ザ・エックス・エックスが前作から約4年半振りとなるサード・アルバム『アイ・シー・ユー』をリリース!09年にリリースしたデビュー『エックス・エックス』が口コミで評判となり、主要メディアの年間ベスト・アルバムに次々に選出、さらには英最高峰音楽賞マーキュリー・プライズを受賞した。12年にセカンド・アルバム『コエグジスト』をリリースするとイギリスを含む全世界5カ国でチャート1位を獲得。翌年のフジロック・フェスティバル'13ではホワイト・ステージのヘッドライナーを務めベスト・アクトの一つに挙げられる圧巻のパフォーマンスをみせた。2015年にはバンドのブレーンであるジェイミー・エックス・エックスがソロ・デビュー作『イン・カラー』を発表。モノクロでメランコリーなイメージだったザ・エックス・エックスのサウンドから一転、バンドメンバーはもちろんヤング・サグなど多彩なゲストをフィーチャーし改めてその才能を見せつけた。そして、約4年半振りにリリースする今作は2014年3月から2016年の8月までの間にニューヨーク、テキサス、レイキャヴィーク、ロサンゼルス、そして彼らのホームタウンであるロンドンと世界各地でレコーディングを敢行!過去2作品の内向的でメランコリックなサウンドから、よりオープンになり大きく飛躍を遂げ、バンド史上最高傑作といえる作品が完成!
発売・販売元 提供資料(2017/01/10)
ジェイミーXXのソロ作を挿み、XXが4年半ぶり3枚目となるニュー・アルバムを完成させた。
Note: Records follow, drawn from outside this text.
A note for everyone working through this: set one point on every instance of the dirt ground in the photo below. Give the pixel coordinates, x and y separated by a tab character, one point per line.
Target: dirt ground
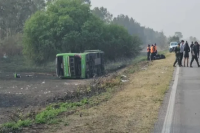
31	91
134	109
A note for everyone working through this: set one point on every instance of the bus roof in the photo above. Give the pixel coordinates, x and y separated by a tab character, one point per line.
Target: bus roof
71	54
85	52
93	51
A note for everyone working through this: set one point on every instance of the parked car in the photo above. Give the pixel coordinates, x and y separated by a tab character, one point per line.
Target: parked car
172	46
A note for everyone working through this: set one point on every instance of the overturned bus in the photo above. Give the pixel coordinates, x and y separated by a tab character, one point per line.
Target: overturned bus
80	65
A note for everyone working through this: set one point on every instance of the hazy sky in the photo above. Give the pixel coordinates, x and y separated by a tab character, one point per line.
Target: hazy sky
167	15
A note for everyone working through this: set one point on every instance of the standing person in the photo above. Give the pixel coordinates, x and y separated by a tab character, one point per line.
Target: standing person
197	49
191	45
148	52
152	52
187	51
181	51
177	53
155	49
194	54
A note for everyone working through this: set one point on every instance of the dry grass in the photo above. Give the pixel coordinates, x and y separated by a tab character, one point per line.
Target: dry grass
135	109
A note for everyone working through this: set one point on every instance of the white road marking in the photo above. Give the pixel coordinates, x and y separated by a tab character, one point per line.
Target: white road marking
170	109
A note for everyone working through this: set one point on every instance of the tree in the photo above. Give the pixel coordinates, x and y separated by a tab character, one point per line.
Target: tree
13	14
193	39
173	39
179	34
147	35
103	14
70	26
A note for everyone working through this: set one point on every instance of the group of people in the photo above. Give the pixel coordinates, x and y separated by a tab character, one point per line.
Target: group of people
184	50
151	51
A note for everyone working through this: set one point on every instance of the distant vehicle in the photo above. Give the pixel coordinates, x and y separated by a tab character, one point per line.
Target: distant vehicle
80	65
172	46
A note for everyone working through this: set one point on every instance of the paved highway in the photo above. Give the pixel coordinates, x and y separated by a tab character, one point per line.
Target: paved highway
181	112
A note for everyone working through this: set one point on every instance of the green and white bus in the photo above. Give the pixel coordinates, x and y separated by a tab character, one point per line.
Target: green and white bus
80	65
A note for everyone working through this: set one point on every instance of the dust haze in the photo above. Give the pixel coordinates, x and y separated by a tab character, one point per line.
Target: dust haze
167	15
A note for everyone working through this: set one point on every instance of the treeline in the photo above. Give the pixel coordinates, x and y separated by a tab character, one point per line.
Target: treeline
147	35
70	26
46	28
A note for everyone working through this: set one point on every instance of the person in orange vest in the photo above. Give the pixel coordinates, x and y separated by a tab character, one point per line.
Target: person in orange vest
152	51
148	52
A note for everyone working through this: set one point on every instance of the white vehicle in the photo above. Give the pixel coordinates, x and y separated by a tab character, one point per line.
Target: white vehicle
172	46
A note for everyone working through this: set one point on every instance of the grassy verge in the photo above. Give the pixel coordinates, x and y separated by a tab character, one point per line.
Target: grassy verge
19	64
51	115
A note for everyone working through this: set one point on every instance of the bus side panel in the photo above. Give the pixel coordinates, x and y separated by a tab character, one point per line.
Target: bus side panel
83	66
66	66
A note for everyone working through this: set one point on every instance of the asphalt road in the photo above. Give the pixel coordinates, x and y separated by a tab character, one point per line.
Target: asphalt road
181	109
186	117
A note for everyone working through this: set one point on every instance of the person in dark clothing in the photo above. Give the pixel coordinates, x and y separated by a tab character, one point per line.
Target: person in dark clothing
177	53
152	52
181	51
197	49
194	54
191	45
155	49
187	51
148	52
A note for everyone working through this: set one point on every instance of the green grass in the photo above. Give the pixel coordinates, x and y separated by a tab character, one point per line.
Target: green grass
17	125
50	114
47	116
19	64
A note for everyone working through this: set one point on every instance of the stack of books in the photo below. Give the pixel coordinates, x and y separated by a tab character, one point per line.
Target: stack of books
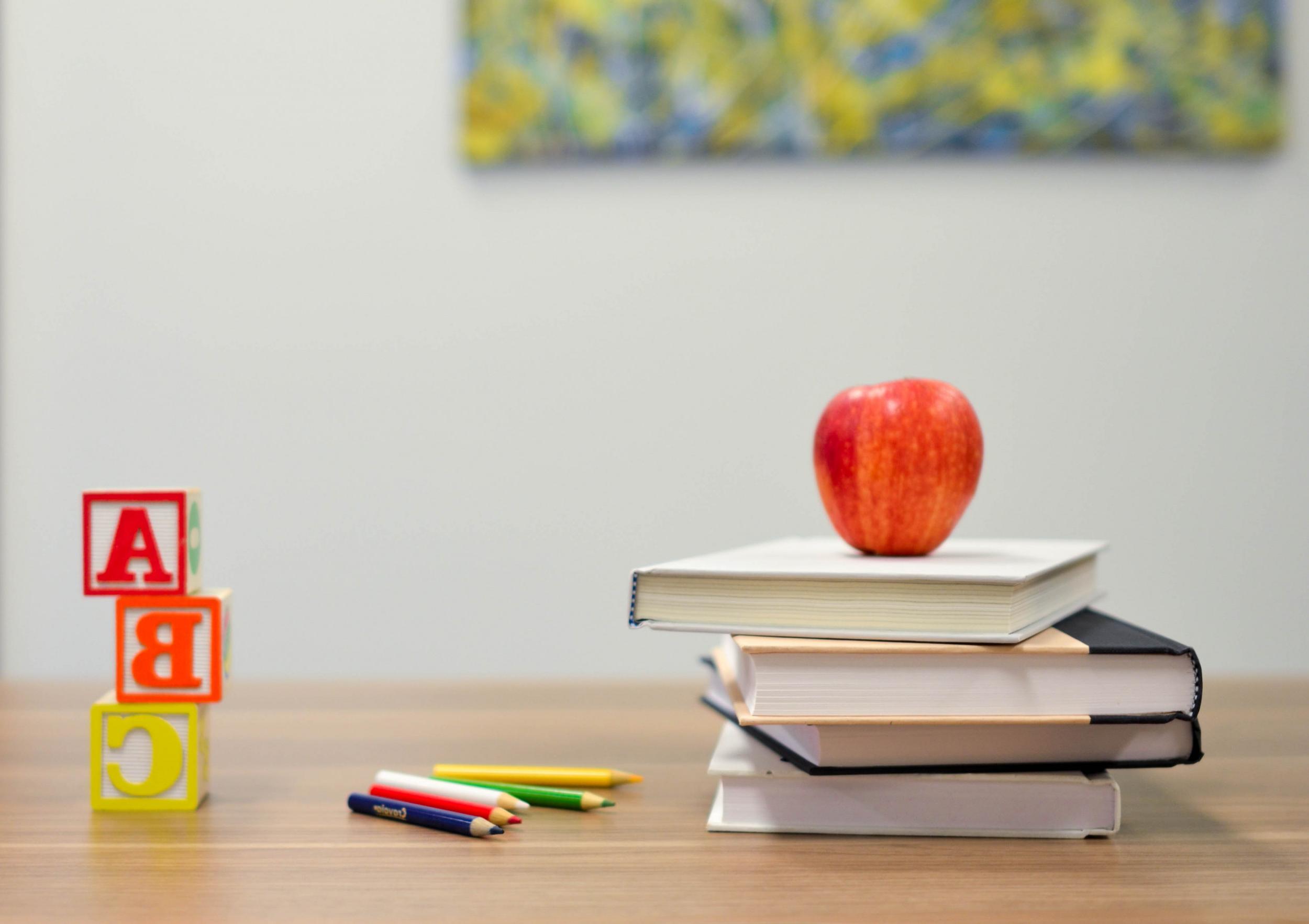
970	692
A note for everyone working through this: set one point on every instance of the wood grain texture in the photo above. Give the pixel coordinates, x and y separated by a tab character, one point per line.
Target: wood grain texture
1226	839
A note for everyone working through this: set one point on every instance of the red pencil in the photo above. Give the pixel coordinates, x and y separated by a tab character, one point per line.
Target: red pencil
493	813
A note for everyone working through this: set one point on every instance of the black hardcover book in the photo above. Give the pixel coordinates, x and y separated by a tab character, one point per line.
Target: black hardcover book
951	739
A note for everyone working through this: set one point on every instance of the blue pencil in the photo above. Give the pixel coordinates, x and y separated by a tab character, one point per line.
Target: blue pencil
420	815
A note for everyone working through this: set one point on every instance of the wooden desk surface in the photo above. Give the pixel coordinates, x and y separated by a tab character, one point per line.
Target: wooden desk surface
1224	839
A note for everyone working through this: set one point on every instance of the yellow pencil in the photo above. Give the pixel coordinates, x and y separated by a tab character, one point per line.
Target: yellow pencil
538	776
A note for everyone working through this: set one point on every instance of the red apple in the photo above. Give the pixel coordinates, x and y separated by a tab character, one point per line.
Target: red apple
897	464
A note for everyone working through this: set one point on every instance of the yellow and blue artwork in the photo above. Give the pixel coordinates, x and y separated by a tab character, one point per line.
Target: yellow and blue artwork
556	79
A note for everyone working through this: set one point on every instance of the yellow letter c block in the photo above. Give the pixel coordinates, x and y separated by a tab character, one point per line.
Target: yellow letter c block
165	750
172	755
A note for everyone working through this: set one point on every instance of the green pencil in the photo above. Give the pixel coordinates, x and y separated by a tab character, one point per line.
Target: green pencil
543	796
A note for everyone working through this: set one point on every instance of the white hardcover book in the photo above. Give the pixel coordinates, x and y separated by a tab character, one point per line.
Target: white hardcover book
758	792
985	591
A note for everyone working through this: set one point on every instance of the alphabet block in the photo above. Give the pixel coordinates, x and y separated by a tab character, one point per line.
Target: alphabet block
173	650
148	757
140	542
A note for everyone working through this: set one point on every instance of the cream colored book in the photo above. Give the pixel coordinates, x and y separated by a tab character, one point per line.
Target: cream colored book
760	792
983	591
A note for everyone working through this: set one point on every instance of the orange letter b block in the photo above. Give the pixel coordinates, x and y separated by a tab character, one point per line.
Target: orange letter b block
173	650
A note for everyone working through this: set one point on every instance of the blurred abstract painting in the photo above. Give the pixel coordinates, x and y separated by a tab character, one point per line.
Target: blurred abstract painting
558	79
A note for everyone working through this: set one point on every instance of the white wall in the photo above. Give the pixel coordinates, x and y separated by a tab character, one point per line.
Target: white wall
439	415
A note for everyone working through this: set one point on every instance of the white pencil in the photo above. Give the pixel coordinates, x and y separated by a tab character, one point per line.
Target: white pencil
425	784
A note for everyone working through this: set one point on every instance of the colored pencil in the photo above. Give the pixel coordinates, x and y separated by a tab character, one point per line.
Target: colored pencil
493	813
467	794
537	776
545	796
420	815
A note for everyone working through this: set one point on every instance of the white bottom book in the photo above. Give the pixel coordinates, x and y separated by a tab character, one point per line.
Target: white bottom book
758	792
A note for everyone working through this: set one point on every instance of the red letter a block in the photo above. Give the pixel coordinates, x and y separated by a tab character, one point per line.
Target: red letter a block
140	542
173	650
これまでの3人は、メランコリックで内観的なサウンドスケープに繊細かつナイーヴな歌詞を乗せるというスタイルを取ってきた。しかし今回は、その十八番の手法を残しつつも、よりアグレッシヴでダンサブルな音を鳴らしている。オープニングを飾る"Dangerous"はフィジカルなハウスに仕上がっており、"A Violent Noise"は昂揚感溢れるユーフォリックなトランス・サウンドが特徴的だ。過去2作でもダブステップの要素を採り入れるなどダンス・ミュージックからの影響は随所で見られたが、それがより明確&鮮明になったのは大きな変化だと言え、バングラっぽい色付けもイマっぽい。また、ロミーとオリヴァーのプリミティヴで滋味深い歌声にほんのり妖艶な色気が加わった点も、成長の跡が感じられる。そんな本作は、彼らが新たなフェイズに移行したことを示す祝砲であり傑作だ。